Matta-Clark was the son of the charismatic Chilean Roberto Matta, an architect who, after a stint with Le Corbusier, turned to painting, and became a central figure in the Surrealist movement. His mother Anne Clark was an artist; her lover for some years of Gordon’s childhood, and in many ways a second father, was Isamu Noguchi, the sculptor and designer (and son of the great Japanese-Californian writer Yone Noguchi), an era in which Noguchi was deeply involved as a designer of dance performances with Martha Graham. Anne went on to marry the leading film critic Hollis Alpert. He was named after his parents’ great friend, the mystical surrealist painter Gordon Onslow-Ford, who with Matta and Robert Motherwell had undertaken the famous 1941 journey into Mexico in which they first defined the tenets of a new school of painting and sculpture, grounded in psychology and the cosmic, which we now know as Abstract Expressionism. His childhood was divided between Santiago de Chile, where his first language was Spanish; Paris, where he and his brother Sebastian sat at the feet of Andre Breton; and New York. Gordon himself stayed at Cornell for a year after completing his architectural training in 1968 to work with the team of graduate students who put together Thomas Leavitt’s great Land Art show of 1969, and in particular with Robert Smithson’s salt installations and Dennis Oppenheim’s cut through the ice of the lake.

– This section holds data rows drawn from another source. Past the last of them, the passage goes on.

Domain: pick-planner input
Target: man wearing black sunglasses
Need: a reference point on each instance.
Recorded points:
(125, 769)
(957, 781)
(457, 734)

One could scarcely imagine a more heady or certain background from which to produce an artist for whom any taboo was a challenge, and all conventions existed to be undermined. His own first works were experiments in shaping primitive sculptural forms from an impossible amalgam of unlikely materials. His second involved an invitation to a friend to become the subject of cannibalism. He fried photographs in a pan, and served platters of bones to the customers of his restaurant Food. He sought architecture in the ‘narchitecture’ of manhole covers and underground water systems, and art in the fearfully dangerous aerial dance of his body, whether between trees (at Vassar College) or (in Kassel) on the flimsiest skein of a spider-web tower. Both patient and antic, every work was ephemeral; and he was profoundly happy to leave entirely open the matter of what constituted art or architecture – the act of making it, the remnants or debris left after producing it, the film that recorded an activity, the memory of the viewer who chanced upon it, or the sketch of an idea that it began with.
Yet throughout a wildly inventive career of less than a decade, made brilliant with his words, unconscionably glamorous with his presence, and profoundly unsettling in its challenges to the derelictions of society in its contempt for the forgotten and its scorn of the environment, it is Gordon’s drawing of architecture in some form that provides the glue. He began with a series of ‘electric’ drawings, echoing his father’s, that endeavoured to locate dynamic form. He sketched out and measured the lines of all his interventions in his notebooks. He drew architectures with a razor through the pages of sketchbooks. He constructed towers with his head of hair. He disturbed through broken patterns, with an air-gun, the windows of the Institute for Architecture and Urban Studies, reproducing the shattered glass patterns of a devastated South Bronx tenement on the face of a pinnacle of design privilege. And again and again, using a little chain saw and usually suspended from a fearfully simple block and tackle, he drew in the three dimensions of light cast through cuts between the walls , floors or roofs of unregarded buildings. And he ended with pencil again in hand, in a set of heart-rending voodoo sheets in which the art of drawing is called upon to conjure up a battle between his antibodies and the cancer cells that would shortly destroy him.